First off, await is a deceiving metric! Even though it claims to measure average time, it is better understood as an aggregate function, so don't be mislead by it: avgqu-sz * svctm / (%util/100). Ideally, await should be roughly equal to your svctime, which leads us to a corollary: your average queue size is ideally hovering around single digits. Understanding these variables alone can tell you volumes about the application generating the load.
Disk Latencies Refresher & EBS Performance
Disk access time is determined via the sum of several variables: spin-up, seek, rotational delay, and transfer time. Assuming your disk is not is not sleeping we can discount the spin-up time, which leaves us with seek (time for the disk arm to find the track: ~10ms), rotational delay (time to get the right sector under the head: depends on RPM), and the actual transfer time. Hence, in the worst case we will take ~10ms to seek, 60s/7200RPM ~= 8ms in rotational delay, plus the read time. On average, for a 7.2k RPM disk this translates into roughly ~5ms access time (~20ms in worst case) to read the first byte!
Armed with this knowledge we can now put Amazon's EBS performance in context: on average our EBS mounts show 10~30ms svctime, which all things considered is not outrageous for a SAN. This number also dips into low single digits at nights and on weekends, which points to the fact that as with any shared resource, the performance of EBS degrades during the day. Having said that, a 6x performance difference based on time of day is definitely not anything to sneeze at, so let's hope Amazon is on top of this!

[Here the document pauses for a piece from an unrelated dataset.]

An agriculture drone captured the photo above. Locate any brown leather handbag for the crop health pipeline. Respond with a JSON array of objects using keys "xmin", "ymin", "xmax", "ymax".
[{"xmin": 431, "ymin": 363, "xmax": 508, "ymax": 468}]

Average queue size (avgqu-sz) is a popular metric in the DBA circles, but do be careful with it when running on a SAN or any multi-spindle device. Ideally, your queue size (avgqu-sz) for a single disk should be in single digits, which means that the underlying device is well matched to the IO load generated by the application. Conversely, if the queue size is artificially low, chances are your application code can benefit from some tuning: do less disk flushing, think about caching or buffering, or in other words, double check the assumption that IO is the bottleneck!
Disks, Filesystems and Facebook Case Study: Haystack
Average access time on our disks places some hard limits on the number of IOPs - at 5ms average, we get a very optimistic 200 req/s with no read time. Hence, if you're trying to store several hundred files a second, you might want to revisit the architecture or seriously think about switching to SSD's! Databases such as MySQL work around this constraint by minimizing the number of file handles, caching data, and using aggressive buffering techniques. Willing to potentially loose a little bit of data with InnoDB? Set flush_log_at_trx_commit to 2 to avoid flushing on every transaction in favor of a periodic one second flush. In similar fashion, you can tweak your MyISAM key buffers, or even place your index and data files on different drives.
Facebook team recently released the details of their Haystack photo storage system which serves as a great case study of working around the IO bottlenecks: over 15PB of photo storage, and ~360 new photos being uploaded every second as of April '09. To meet the requirements, they dropped the POSIX filesystem semantics and went for an append only structure with a separate in-memory index which stores the direct inode offsets for each photo. As a result, each photo access is translated into a single IO request - a huge win. Read through it, fascinating stuffand an illustrative example of optimizing for IO.